2.2. Opmaak procesnota


2.2.1. Wat?

De procesnota is een aparte, op zichzelf staande nota die het volledige planningsproces omschrijft, zowel hoe het proces wordt gepland als hoe het effectief werd uitgevoerd. Het is dus een evolutief document: in de startfase zal dit nog zeer beperkt zijn, maar het document groeit aan naarmate het proces vordert.

De procesnota is een document met louter toelichtende waarde waarop geen inspraak mogelijk is. Het document is ‘inert’ voor aanvechting, aangezien het enkel een feitelijk relaas is van de doorlopen procedure en de ondernomen stappen. De procesnota is voor het publiek als het ware een 'leeswijzer" van de doorlopen planningsprocedure en de vervolgstappen. 

2.2.2. Hoe?

De procesnota is voor velen geen volslagen nieuw document (instrument). Vaak houden de ambtenaren die het planproces sturen of begeleiden voor zichzelf nu reeds bij welke beslissingen genomen worden en op basis waarvan, met wie overleg werd gepleegd, welke acties nog moeten ondernomen worden, etc. De procesnota is voor hen als het ware een combinatie van het opmaken van een logboek en het opstellen van een planning.

Het is eventueel mogelijk om te werken met een onderscheid tussen een werkdocument voor het planteam en een publieke versie. Daarbij wordt de publieke versie bondig gehouden over de genomen en te zetten stappen in het proces, gepleegd overleg etc.

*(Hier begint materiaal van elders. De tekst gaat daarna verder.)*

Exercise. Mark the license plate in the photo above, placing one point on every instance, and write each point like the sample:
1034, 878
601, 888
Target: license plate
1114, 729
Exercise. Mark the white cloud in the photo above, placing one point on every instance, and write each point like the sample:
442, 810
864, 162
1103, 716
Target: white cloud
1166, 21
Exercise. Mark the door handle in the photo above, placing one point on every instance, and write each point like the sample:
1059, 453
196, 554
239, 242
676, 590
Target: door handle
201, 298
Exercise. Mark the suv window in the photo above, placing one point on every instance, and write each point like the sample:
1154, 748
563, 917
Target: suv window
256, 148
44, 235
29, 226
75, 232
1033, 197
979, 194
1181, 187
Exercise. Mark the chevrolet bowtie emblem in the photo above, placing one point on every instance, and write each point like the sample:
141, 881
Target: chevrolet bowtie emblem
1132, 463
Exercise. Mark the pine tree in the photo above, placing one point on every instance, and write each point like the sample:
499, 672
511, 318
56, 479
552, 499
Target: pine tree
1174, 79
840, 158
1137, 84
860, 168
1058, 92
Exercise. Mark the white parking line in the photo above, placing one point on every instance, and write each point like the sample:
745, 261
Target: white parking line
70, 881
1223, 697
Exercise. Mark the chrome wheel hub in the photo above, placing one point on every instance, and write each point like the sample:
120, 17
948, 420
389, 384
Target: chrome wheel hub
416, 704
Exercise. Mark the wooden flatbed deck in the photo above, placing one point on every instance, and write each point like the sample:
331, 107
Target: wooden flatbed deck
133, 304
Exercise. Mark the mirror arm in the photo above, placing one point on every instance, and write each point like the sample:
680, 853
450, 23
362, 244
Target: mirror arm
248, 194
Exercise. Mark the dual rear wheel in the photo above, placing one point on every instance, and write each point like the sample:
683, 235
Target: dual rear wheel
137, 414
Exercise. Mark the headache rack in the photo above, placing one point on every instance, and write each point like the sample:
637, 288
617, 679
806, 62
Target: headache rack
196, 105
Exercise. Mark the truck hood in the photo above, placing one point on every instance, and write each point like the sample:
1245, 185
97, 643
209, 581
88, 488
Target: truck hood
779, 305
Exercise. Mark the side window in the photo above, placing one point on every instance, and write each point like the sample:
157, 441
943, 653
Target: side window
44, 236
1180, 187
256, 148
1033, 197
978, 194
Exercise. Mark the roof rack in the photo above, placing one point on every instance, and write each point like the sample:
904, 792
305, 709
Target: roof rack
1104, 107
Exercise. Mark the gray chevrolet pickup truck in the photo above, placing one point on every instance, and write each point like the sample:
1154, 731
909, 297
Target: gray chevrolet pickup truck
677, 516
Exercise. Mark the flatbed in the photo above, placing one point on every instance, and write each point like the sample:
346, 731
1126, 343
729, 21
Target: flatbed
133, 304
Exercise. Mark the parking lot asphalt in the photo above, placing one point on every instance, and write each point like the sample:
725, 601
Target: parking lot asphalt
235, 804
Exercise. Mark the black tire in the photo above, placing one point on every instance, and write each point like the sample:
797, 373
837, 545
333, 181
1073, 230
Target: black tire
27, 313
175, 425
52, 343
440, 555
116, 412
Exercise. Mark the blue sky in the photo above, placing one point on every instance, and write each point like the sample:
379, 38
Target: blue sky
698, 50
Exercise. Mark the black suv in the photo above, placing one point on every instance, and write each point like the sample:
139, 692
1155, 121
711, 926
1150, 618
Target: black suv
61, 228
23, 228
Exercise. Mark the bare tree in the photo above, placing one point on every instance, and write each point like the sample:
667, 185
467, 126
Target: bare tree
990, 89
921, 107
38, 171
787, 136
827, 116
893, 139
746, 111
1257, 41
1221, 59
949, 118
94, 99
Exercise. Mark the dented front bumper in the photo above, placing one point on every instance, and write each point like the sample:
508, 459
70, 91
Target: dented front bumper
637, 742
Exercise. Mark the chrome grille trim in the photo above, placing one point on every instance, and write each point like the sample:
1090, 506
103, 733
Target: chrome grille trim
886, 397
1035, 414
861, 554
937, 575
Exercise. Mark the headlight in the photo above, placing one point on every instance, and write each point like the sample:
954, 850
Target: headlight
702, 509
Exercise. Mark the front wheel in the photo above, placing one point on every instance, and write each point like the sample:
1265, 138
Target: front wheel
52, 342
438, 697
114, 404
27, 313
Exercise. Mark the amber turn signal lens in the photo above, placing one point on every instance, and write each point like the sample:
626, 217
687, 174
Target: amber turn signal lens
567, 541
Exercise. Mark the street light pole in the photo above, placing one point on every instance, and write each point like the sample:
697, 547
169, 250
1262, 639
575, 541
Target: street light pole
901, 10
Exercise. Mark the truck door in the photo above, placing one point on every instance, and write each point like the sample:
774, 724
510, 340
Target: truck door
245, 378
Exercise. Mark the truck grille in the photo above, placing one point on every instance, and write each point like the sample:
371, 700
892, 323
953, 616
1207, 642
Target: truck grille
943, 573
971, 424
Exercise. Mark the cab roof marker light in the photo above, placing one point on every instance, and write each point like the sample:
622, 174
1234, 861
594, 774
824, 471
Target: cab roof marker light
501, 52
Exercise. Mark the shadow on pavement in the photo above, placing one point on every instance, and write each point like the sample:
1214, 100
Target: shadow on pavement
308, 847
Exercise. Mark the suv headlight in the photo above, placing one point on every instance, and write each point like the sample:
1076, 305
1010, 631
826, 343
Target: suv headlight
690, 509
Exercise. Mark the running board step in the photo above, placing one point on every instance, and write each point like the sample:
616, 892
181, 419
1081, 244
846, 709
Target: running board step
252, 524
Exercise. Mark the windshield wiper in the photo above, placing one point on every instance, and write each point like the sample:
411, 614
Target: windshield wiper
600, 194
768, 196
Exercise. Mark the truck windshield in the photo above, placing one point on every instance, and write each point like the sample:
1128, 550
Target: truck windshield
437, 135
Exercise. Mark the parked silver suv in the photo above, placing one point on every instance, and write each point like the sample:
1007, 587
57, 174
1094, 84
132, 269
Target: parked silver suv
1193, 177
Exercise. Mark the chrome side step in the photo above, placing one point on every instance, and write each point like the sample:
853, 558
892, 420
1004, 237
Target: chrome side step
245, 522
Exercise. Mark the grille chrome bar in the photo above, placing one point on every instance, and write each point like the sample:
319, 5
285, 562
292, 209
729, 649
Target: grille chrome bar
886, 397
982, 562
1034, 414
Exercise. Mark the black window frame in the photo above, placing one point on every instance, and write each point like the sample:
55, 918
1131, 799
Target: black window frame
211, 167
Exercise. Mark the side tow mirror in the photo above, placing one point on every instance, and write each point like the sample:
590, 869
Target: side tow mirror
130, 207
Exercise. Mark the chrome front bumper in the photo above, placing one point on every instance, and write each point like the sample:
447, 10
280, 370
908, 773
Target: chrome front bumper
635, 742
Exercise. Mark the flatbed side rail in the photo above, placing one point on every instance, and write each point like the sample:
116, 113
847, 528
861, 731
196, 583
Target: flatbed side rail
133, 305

Het werkdocument vormt dan de interne leidraad van het planteam voor het managen van het proces.

De procesnota omvat o.a.:

  • de samenstelling van het planteam
  • de lijst van de betrokken en te betrekken actoren
  • de lijst van (advies)instanties, andere stakeholders, (formele) deskundigen (zoals in voorkomend geval de erkende MER- of VR-deskundigen)
  • de verschillende doorlopen en geplande processtappen
  • de wijze van communicatie en van participatie
  • het verwachte besluitvormingsproces voor het voorziene plan.

Deze procesnota blijft ‘open’, is evolutief, en moet in de loop van het planningsproces aangevuld worden met gewijzigde of nieuwe processtappen, stakeholders, tussentijdse beslissingen, participatiemomenten,… In het begin zal de nota beperkt zijn qua omvang, en verder aangroeien. Bij grote of complexe RUP’s zal tevens omstandiger moeten gerapporteerd en zal de nota logischerwijze uitgebreider zijn dan bij kleine RUP’s met een zeer lokaal karakter.  De procesnota en in voorkomend geval de aanpassingen eraan worden op de website van de bevoegde overheid ter beschikking gesteld.

3. Resultaten

De startnota en de procesnota vormen de aanzet van de procedure en geven een objectieve weergave van het verloop van het planningsproces.